4.2 Experimental Results

This subsection introduces the experimental assessment of the EMMODE. First, we compare the performance of the three ensembles strategies, which aims at comparing among the different ensemble strategies to find one of them that performs best. Second, we compare the performance of EMMODE with traditional feature selection method and standard learning algorithms.

Table 2. The settings of EMMODE for 6 datasets.

Tables 3 and 4 illustrate the obtained results by each of the ensembles. The displayed results are the average testing accuracy and the selection rate in feature set. These results are the mean and standard deviation values obtained by the algorithm running 10 times in the dataset. For each case, the best result is highlighted in boldface.

Table 3. Average accuracy by the different ensemble strategies.
Table 4. The feature selection rate by the different ensemble strategies.

From the results in Tables 3 and 4, we can see that ERE is the excellent ensemble strategy among the three methods. It achieves the best performance when classifying test sets while reducing the feature set size. Hence, the ERE is used to compare with other methods, namely single ELM [37], wrapper feature selection method: PSO-SVM [43], whose SVM is the implementation of LibSVM [44]. and standard ensemble learning algorithms: random forest (RF) [6] and Adaboost [5]. For the random forest and Adaboost, their base classifiers are decision trees and the number of trees is set to 100.

In Table 5, we compare EMMODE-ERE with ELM, PSO-SVM, random forest (RF), Adaboost. The ELM is utilized as a baseline for comparing the performance of other methods. From the results indicated in the table, we can see the following. (1) EMMODE-ERE are capable of enhancing the performance of classification. (2) Traditional FS and ensemble approaches outperform the standard ELM.

Therefore, EMMODE is a competitive method for performing feature reduction and parameter selection for an ELM and can be adopted to far-going supervised learning problems. Meanwhile, EMMODE is an intensely efficient classification algorithm when compare it with traditional learning algorithms.

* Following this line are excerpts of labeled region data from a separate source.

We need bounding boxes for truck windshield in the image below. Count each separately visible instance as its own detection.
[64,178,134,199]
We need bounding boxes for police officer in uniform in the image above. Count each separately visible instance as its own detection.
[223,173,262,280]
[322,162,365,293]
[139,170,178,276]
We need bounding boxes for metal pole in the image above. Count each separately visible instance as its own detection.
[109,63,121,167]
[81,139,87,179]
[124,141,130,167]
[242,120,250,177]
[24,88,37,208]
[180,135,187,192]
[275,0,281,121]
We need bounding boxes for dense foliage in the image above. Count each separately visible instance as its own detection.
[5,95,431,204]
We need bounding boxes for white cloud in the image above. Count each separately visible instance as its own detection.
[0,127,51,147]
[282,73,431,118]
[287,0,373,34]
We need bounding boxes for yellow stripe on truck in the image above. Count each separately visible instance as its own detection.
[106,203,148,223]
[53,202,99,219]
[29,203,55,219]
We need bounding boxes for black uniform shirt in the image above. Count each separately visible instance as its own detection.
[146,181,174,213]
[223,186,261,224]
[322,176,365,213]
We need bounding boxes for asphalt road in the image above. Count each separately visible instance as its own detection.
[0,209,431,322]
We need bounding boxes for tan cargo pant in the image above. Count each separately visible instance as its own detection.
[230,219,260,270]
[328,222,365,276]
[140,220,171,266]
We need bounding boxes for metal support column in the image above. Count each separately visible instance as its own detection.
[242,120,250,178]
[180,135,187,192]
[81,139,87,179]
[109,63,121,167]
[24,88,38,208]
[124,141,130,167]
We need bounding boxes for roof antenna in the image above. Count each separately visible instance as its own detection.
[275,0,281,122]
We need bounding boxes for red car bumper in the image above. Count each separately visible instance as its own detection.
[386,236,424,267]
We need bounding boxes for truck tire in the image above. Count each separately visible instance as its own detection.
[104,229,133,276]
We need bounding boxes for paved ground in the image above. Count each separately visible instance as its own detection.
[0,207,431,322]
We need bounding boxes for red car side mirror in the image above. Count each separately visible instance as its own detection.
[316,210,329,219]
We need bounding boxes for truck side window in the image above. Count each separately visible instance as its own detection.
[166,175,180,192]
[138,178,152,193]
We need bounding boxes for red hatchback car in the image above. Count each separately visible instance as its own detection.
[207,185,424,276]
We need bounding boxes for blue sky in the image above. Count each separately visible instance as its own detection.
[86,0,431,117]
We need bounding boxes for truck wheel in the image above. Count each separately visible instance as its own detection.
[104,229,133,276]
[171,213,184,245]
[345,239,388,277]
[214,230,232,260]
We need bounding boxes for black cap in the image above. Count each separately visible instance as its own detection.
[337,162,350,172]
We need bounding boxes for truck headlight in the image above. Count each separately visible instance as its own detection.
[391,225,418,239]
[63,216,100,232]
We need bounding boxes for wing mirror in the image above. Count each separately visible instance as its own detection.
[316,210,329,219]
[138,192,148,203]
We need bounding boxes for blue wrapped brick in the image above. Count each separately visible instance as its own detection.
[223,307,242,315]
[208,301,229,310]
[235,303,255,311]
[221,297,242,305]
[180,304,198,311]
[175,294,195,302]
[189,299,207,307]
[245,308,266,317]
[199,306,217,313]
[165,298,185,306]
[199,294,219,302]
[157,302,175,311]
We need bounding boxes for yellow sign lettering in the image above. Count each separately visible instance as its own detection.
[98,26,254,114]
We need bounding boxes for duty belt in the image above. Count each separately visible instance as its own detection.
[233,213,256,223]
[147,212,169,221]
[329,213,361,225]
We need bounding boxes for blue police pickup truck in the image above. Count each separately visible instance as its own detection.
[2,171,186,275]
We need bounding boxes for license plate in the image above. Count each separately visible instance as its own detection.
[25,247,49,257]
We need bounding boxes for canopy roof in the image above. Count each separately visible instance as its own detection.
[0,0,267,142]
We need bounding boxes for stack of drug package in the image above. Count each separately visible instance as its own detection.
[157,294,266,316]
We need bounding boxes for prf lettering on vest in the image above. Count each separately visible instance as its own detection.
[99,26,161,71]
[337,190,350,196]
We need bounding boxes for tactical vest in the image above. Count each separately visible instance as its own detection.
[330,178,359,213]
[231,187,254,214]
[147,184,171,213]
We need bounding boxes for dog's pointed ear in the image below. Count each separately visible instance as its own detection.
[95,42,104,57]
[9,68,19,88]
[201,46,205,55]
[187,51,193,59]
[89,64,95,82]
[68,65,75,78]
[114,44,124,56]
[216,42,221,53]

Table 5. Comparisons the performance of EMMODE-ERE against traditional learning algorithms.

5 Conclusion

In this paper, we have presented EMMODE. The significance and importance of solving MMO problems of selecting features and the parameter are analyzed. EMMODE deals with the MMO problem by selecting features and the parameter of an ELM simultaneously. Moreover, it also presents three different strategies, including the APSE, MEE, and ERE, for combining the Pareto solutions into an ensemble. Experimental results prove the effectiveness of the proposed EMMODE approach.

The datasets used in this paper relatively small-scale. When the dimension of the dataset is higher, the result of ELM may be unstable. In the future, utilizing our method on unbalanced classification datasets and improving the performance of our method on large-scale datasets will be studied.